Ye’s Super Bowl commercial was not aired nationally but viewed in the Los Angeles area. He started selling the swastika shirts shortly after posting numerous antisemitic comments on X in which he targeted Jews, and declared “Im [sic] a Nazi,” Im [sic] a racist” and “I love Hitler.” His X account is no longer active as of Sunday.
Ye has a history of making antisemitic comments, including glorifying Hitler and the Nazis.
American singer, songwriter, and musician Matthew Koma, who is Jewish, shared in an Instagram post that he is selling a t-shirt that says on front “F—k Ye.” He originally noted that all profits from the shirt would be donated to Backline, a nonprofit that supports mental health care for music industry professionals and their families. Koma, who is married to actress and singer Hillary Duff, originally wrote in the caption of his Instagram post: “I made this shirt because f—k Ye and his antisemitism but also I don’t trust my fellow Jews with money and all Jewish organizations have a questionable history.”

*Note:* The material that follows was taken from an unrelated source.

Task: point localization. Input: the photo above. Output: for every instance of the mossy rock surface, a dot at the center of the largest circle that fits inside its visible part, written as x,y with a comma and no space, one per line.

He also told one Jewish social media user in the comments section that he chose to donate all proceeds to Backline and not a Jewish-related organization because he “had a hard time figuring out which [Jewish] charities were legit or didn’t have a questionable history.” His anti-Jewish comments garnered backlash from social media users who noted the similarly between his remarks and Ye’s antisemitic rant on Friday, in which the rapper said he does not trust Jews and claimed, “They always gonna steal.”
Koma responded by saying on Tuesday that all proceeds from the “F—k Ye” shirt will now be given to Blue Card, a nonprofit organization that provides financial assistance to Holocaust survivors in the US.